Conversations on Europe. "Can Nationalism be Multicultural? Comparative Insights from Contemporary Scotland and Catalonia."
A referendum on whether Scotland should become an independent state will take place in September 2014, and a similar consultation is set to be held in the Spanish Autonomous Community of Catalonia before the end of the year. Whilst the right of people to self-determination is enshrined in international law, the membership and territorial boundaries delimiting the space over which this right can be exercised are almost always contested. Protracted migrations, shifting frontiers resulting from the break-up of multinational states, and the intermingling of nationalities across a single geographical space have often meant that one nation-building project could not be achieved without undermining another. Historical precedents as well as recent events in Crimea have given some credence to those who see minority nationalism as a fundamentally ethnic phenomenon, essentially prone to subjugate internal minorities and hostile to immigration. This widely held view, however, is at odds with contemporary developments in Scotland and Catalonia, where nationalists have increasingly couched their national claims claims in multicultural terms, seeking to accommodate immigration-induced pluralism into their own imagined political community. In this lecture, Jean-Thomas Arrighi compares the evolving relationship between nation-building and immigration in Scotland and Catalonia from a historical perspective and identifies the conditions under which nationalists came to embrace a predominantly territorial and multicultural conception of citizenship. He attributes this outcome to a combination of two factors, namely nationalists’ vested interest in using migration-related policies and discourses as a means to enhance their internal and external legitimacy, and contrasted dynamics of party competition at a sub-state level.

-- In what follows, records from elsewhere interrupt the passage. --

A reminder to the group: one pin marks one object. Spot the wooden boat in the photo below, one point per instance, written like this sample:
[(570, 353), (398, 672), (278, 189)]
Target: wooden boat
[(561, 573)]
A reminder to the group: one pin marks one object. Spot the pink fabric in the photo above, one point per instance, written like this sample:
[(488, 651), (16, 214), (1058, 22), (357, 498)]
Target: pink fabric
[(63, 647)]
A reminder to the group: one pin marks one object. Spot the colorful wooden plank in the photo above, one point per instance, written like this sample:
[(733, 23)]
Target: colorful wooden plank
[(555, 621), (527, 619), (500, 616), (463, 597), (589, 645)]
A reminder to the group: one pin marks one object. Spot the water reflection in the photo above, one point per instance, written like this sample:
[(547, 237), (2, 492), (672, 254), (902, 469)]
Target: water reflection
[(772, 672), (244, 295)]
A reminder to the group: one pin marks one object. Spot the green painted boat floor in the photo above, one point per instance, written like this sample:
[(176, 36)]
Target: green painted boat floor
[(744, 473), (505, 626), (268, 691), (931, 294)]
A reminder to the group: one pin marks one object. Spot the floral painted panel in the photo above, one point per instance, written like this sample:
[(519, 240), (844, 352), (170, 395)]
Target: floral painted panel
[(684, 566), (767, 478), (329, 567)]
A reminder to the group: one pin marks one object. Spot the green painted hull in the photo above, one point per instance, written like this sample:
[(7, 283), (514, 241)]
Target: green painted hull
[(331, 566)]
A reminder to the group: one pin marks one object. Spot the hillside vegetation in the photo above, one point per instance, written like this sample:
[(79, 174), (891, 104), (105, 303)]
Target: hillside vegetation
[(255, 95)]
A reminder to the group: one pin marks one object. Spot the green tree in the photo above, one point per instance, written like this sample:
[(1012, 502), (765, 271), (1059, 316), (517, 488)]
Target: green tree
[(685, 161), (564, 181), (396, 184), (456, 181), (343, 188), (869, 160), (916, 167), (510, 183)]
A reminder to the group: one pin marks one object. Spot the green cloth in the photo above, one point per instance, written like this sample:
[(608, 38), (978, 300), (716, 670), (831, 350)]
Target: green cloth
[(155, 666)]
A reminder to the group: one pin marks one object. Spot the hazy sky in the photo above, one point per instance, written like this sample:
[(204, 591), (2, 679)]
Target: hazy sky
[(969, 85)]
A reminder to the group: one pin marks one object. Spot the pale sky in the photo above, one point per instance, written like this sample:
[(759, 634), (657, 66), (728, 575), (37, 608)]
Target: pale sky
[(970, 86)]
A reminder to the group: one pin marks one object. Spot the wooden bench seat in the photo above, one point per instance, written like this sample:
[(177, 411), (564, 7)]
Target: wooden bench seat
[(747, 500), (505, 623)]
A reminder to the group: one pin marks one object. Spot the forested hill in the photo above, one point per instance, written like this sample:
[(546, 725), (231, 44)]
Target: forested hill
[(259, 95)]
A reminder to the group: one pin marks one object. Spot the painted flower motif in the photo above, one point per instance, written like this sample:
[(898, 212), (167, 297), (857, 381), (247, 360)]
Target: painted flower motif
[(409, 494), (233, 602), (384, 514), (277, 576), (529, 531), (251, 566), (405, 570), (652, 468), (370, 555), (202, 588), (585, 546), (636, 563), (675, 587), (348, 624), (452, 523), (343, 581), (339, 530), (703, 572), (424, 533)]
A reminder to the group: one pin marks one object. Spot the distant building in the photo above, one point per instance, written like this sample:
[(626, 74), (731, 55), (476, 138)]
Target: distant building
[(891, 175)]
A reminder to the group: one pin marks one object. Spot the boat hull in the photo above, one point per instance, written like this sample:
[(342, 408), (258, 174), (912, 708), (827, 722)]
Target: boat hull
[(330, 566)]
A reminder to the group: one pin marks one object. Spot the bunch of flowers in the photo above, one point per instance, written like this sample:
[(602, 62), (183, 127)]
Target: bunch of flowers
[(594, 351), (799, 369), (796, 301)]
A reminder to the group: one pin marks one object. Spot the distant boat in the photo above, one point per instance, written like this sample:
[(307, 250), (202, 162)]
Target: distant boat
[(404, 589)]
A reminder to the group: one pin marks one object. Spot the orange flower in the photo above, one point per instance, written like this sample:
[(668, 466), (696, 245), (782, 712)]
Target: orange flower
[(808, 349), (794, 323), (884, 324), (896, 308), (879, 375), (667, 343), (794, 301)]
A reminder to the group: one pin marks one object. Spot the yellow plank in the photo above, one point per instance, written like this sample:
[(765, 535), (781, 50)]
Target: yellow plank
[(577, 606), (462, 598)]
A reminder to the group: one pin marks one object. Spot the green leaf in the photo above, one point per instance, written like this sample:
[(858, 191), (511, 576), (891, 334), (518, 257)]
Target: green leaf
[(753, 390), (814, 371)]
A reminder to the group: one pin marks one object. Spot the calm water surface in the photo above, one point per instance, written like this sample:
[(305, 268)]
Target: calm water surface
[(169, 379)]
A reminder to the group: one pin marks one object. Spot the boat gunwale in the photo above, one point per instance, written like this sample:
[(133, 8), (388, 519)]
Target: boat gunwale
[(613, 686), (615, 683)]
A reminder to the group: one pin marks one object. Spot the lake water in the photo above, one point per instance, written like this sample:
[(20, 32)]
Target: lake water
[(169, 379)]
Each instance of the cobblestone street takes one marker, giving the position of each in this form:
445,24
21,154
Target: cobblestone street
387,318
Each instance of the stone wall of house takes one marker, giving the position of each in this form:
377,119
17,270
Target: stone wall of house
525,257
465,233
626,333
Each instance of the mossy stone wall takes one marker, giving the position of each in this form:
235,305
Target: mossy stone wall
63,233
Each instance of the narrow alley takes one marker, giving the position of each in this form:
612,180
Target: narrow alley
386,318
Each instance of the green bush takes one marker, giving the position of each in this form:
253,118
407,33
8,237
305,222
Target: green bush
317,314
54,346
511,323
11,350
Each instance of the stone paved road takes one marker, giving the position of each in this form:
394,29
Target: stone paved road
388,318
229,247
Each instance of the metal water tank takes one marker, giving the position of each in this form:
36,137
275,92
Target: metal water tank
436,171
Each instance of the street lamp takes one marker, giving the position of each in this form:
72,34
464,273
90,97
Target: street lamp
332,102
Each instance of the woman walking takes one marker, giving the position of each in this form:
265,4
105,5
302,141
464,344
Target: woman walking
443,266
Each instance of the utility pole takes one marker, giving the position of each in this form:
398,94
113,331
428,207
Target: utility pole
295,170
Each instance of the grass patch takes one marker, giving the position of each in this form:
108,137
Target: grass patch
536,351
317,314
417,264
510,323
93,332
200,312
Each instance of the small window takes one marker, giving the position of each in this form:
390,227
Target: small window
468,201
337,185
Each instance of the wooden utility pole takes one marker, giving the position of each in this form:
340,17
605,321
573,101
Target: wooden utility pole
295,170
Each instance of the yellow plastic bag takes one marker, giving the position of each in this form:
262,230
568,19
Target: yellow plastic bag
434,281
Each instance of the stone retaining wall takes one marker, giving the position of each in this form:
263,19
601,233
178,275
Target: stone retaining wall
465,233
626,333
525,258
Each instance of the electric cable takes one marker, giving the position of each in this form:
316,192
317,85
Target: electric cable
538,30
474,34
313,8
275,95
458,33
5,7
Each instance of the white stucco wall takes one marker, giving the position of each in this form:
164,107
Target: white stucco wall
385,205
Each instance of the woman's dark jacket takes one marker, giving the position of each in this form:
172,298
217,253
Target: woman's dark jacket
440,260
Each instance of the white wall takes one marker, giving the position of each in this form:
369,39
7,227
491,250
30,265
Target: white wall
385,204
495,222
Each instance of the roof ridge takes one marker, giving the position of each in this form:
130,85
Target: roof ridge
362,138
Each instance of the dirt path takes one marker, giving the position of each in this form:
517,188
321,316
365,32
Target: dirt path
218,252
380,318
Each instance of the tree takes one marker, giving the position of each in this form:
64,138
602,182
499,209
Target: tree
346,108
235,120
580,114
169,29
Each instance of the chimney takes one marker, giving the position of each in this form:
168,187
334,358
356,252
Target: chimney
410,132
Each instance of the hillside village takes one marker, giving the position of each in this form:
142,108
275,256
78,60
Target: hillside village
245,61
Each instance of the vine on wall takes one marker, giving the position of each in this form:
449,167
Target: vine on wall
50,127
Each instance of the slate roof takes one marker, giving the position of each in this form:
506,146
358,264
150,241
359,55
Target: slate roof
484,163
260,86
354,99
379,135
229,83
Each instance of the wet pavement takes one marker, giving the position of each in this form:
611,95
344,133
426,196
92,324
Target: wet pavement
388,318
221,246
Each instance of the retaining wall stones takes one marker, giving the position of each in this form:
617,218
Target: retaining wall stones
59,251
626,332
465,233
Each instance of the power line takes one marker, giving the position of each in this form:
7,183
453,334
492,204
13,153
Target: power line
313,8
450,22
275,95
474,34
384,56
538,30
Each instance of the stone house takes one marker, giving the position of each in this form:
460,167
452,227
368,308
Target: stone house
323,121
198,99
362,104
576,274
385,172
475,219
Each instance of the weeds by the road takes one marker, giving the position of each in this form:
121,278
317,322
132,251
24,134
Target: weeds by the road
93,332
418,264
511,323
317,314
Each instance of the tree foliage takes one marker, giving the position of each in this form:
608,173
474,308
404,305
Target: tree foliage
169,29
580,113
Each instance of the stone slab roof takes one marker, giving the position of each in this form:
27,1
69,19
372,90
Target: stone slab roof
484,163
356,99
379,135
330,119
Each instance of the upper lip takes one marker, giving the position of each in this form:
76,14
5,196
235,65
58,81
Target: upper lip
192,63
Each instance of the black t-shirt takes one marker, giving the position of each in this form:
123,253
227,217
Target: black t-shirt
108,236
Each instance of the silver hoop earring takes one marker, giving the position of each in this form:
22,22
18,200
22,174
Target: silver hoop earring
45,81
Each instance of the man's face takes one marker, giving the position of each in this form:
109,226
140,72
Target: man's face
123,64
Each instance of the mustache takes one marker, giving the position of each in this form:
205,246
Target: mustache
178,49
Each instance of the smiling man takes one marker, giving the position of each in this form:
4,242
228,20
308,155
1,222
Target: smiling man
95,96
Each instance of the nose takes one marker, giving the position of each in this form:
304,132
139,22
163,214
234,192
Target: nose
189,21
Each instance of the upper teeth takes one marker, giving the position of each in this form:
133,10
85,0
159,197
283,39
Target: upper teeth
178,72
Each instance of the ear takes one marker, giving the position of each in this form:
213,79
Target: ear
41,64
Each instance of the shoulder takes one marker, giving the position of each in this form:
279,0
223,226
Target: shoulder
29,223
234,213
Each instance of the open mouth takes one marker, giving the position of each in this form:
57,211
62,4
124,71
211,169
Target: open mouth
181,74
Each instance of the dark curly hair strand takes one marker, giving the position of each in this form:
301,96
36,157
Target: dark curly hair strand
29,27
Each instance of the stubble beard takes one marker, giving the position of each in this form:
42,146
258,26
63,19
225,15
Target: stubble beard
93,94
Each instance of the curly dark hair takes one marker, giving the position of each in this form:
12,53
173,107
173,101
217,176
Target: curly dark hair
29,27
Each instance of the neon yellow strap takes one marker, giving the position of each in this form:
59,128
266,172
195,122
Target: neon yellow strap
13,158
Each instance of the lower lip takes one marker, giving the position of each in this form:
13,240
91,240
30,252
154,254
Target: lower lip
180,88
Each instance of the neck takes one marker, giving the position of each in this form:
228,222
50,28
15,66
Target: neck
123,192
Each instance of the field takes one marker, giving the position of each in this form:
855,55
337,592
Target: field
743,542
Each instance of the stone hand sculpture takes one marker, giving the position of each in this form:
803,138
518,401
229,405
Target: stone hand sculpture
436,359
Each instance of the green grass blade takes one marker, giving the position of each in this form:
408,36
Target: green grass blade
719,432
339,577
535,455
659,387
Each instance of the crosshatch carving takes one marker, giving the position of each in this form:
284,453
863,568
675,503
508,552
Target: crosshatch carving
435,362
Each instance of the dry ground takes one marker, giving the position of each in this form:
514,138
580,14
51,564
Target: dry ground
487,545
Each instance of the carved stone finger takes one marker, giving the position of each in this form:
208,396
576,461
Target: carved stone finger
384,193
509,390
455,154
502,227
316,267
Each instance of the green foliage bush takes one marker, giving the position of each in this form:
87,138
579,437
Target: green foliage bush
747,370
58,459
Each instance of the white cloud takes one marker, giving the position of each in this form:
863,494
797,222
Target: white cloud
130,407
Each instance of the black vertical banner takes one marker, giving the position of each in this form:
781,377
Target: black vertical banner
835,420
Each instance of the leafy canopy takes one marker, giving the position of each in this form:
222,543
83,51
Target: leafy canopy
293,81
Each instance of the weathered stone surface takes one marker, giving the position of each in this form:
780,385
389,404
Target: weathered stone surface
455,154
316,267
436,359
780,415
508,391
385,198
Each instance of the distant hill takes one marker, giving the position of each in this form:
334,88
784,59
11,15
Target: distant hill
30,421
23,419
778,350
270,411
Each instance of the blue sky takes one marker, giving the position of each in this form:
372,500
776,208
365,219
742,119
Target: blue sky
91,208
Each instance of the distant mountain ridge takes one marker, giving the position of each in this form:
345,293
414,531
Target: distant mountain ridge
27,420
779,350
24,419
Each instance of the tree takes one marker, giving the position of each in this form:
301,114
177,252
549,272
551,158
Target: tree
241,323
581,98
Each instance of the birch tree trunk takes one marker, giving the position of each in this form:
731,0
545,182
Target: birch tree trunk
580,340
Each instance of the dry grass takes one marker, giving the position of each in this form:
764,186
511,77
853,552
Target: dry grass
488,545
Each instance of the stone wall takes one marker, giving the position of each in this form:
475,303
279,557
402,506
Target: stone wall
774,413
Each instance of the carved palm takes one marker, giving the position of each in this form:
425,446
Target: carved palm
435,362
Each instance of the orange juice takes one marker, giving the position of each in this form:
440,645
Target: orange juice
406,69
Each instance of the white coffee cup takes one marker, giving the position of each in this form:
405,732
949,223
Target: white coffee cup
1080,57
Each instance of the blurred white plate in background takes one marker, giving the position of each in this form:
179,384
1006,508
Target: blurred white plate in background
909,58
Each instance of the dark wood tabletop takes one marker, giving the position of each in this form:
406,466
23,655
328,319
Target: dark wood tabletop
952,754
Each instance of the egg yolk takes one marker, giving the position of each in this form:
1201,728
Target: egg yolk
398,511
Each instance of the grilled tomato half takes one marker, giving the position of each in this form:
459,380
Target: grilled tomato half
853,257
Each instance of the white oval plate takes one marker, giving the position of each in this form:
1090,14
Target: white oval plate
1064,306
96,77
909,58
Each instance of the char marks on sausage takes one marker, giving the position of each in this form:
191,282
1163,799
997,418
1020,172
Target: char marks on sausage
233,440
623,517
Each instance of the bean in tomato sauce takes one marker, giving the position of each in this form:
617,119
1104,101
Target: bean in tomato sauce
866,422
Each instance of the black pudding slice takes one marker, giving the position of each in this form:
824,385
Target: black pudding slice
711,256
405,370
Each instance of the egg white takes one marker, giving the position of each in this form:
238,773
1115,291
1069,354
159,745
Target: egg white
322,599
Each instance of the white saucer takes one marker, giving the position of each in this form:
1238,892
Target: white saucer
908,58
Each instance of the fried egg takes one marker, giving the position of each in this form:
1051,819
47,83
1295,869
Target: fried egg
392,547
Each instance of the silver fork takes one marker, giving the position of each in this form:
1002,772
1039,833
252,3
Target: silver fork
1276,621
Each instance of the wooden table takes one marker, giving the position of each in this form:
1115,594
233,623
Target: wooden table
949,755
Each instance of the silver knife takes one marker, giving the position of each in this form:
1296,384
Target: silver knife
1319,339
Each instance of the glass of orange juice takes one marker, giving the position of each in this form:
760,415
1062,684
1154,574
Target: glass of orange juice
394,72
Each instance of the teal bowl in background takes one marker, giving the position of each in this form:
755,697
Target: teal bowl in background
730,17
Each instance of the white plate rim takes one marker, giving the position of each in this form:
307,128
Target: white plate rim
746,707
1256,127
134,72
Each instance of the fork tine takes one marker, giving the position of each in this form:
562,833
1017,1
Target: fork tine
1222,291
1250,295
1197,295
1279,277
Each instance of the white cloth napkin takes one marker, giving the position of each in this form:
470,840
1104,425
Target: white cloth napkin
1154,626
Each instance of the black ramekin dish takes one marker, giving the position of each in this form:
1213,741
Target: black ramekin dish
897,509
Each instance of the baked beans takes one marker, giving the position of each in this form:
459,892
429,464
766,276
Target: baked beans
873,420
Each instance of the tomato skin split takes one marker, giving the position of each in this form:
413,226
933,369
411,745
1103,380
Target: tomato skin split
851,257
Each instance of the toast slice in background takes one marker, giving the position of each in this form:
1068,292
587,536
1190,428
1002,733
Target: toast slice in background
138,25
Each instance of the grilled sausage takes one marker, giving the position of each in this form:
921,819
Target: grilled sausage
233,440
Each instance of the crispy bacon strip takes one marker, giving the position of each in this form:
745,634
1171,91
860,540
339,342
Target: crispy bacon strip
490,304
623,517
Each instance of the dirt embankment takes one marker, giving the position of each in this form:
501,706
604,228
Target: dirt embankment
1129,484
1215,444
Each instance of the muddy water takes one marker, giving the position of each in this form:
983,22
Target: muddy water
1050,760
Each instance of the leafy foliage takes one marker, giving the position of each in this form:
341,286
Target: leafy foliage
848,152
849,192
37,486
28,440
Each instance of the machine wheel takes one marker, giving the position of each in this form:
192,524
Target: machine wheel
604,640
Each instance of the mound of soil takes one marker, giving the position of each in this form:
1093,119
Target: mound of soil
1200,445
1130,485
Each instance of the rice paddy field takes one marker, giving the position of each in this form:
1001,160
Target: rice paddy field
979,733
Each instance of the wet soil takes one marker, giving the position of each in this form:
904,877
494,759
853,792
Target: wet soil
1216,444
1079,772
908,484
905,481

Jean-Thomas Arrighi is a visiting fellow at the Center for European Studies (CES) at the University of Michigan and a research fellow at the Robert Schuman Centre for Advanced Studies at the European University Institute (EUI). He earned his PhD and MRes in political and social sciences at EUI, as well as an MA in contemporary European studies from the University of Bath. While in residency at the University of Michigan, he has taught a course in the Department of Political Science entitled “Migrations and the Transformations of Citizenship in Europe.” His research interests lie at the crossroads of territorial politics, comparative politics, migrations, and nationalism studies.